The Osaka ruling said that medical knowledge about pulmonary asbestosis had been sufficiently accumulated by 1959 and that the labor minister committed a crime of omission by failing to require the installation of ventilators in asbestos-related workplaces when the pneumoconiosis law was first enacted in 1960. The use of such ventilators did not become obligatory until 1971.

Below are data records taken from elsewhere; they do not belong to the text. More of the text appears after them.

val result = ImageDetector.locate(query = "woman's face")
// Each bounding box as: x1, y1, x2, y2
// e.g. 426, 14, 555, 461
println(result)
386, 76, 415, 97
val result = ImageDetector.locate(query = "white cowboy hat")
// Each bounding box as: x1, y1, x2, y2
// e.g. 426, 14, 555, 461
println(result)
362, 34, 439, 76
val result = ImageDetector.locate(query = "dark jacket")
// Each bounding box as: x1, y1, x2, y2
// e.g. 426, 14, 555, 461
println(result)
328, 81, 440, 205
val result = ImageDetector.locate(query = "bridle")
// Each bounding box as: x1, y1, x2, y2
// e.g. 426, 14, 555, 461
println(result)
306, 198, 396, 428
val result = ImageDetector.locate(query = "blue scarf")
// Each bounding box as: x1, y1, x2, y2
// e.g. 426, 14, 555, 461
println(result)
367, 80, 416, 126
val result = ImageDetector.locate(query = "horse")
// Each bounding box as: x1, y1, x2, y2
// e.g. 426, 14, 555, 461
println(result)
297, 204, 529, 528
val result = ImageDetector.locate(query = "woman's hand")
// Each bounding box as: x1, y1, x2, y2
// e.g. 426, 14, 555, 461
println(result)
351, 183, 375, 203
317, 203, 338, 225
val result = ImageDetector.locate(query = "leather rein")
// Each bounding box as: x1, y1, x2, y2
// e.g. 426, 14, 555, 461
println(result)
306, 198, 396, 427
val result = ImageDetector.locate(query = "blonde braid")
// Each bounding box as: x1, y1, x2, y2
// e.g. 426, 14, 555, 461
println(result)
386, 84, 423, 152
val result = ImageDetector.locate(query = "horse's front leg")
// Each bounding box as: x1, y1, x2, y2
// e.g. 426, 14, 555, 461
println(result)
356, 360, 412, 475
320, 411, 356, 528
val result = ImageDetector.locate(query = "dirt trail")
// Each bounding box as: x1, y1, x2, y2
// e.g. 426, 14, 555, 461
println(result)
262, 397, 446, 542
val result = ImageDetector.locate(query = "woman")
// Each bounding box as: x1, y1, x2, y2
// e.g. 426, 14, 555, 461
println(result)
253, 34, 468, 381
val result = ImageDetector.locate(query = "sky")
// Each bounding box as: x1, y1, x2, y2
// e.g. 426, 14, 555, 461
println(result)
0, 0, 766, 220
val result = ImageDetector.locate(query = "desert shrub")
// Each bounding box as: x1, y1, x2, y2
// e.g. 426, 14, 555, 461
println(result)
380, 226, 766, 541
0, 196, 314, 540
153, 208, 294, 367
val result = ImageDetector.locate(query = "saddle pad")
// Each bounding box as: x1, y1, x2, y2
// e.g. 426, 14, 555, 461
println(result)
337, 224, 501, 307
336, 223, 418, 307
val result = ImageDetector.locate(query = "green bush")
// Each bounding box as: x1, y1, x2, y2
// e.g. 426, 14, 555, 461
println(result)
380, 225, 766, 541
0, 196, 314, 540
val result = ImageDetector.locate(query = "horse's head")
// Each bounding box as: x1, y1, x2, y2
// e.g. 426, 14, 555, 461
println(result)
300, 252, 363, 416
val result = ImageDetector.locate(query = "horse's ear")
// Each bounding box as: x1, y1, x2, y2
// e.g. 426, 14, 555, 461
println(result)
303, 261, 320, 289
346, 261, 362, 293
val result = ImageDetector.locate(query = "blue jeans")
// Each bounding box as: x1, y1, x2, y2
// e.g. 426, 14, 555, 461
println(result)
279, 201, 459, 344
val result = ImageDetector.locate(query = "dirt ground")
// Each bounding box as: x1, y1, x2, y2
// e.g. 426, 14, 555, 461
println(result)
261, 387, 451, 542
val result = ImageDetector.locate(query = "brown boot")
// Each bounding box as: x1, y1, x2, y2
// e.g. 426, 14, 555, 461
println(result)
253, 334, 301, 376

The court also said that the government failed to sufficiently warn people about health damage from asbestos. Although an apparatus to measure the concentration of fine particles of asbestos in the air became available in 1972 and its use became obligatory, the government failed to require factories to report such data to authorities, it said.
Importantly, the court ruled that the primary responsibility to compensate victims rests with the government, not with asbestos-related enterprises.
Since it takes 20 to 40 years for asbestos-related health problems to appear, such illnesses cannot be considered “diseases of the past” yet. Structures built before the use of asbestos was banned are aging and their reconstruction or demolition will increase. Therefore, the government must ensure that sufficient safety precautions are put into place to protect people’s health.